Jean Swanson-Jacobs
Jean Swanson-Jacobs, formerly known as Jean Benjamin, was a South African politician who served as Deputy Minister of Social Development from April 2004 until May 2009. She represented the African National Congress in the National Assembly from 1997 to 2009. A social scientist by profession, she was formerly an anti-apartheid activist in Cape Town.
Early life and career
Swanson-Jacobs was born on 24 November 1955 and grew up in Bellville-South outside Cape Town in the former Cape Province. After matriculating from Immaculata High School in Cape Town, she attended the University of the Western Cape, but she was expelled in 1973 for her political activities in the anti-apartheid youth movement. She subsequently went into exile in London to avoid being coerced to turn state's witness in the trial of the SASO Nine. She earned a bachelor's degree there in 1980 and returned to the Cape the same year.She resumed her studies, completing a master's degree at the University of Cape Town in 1984. By the mid-1980s, she was a lecturer in social psychology at UWC, where she pursued a doctorate in same subject. She became the inaugural chairperson of UWC's Association of Democratic Educators and was also active in the UWC Action Committee, as well as in broader civil society groups including the United Women's Congress and Federation of South African Women. When the ANC was unbanned by the apartheid government in 1990, she served on the executive of her local ANC branch in Belville.

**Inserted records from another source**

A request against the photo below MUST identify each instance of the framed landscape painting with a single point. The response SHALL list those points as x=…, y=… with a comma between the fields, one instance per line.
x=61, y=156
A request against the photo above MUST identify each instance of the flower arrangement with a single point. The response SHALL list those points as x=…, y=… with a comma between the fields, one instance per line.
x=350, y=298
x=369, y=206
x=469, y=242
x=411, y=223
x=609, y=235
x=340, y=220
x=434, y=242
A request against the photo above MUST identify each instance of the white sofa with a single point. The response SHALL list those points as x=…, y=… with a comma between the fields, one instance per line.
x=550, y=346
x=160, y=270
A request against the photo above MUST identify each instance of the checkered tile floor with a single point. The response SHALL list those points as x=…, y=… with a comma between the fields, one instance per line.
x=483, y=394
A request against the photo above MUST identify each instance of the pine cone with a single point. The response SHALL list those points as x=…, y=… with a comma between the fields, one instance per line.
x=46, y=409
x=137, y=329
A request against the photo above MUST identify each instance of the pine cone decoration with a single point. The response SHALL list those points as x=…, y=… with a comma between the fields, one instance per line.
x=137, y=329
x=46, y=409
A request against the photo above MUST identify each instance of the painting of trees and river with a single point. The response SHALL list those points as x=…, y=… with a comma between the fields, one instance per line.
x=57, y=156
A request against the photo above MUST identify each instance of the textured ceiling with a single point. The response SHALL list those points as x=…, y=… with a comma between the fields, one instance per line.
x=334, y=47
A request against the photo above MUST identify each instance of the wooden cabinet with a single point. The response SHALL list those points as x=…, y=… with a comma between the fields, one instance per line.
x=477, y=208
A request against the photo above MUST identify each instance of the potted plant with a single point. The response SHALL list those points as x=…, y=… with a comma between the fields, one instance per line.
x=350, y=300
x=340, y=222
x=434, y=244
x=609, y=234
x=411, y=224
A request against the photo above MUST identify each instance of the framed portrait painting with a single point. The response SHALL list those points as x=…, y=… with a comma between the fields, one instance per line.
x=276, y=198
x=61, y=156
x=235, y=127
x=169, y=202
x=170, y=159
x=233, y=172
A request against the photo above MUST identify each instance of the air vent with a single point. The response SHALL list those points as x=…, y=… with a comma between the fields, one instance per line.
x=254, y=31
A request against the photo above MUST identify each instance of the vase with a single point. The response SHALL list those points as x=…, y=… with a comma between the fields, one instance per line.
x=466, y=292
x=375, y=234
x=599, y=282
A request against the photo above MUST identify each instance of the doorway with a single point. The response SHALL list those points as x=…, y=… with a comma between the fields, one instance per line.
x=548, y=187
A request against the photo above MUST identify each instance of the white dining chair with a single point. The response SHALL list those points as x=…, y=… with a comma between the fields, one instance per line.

Over the next few years, she rose in the ANC ranks, joining the party's Provincial Executive Committee in the Western Cape. She also served on ANC committees for the development of post-apartheid language and cultural policy. She continued to lecture at UWC and completed her doctorate, with a thesis about language use in the Western Cape, in 1994. She was the first black woman to complete a doctorate at UWC's social psychology department.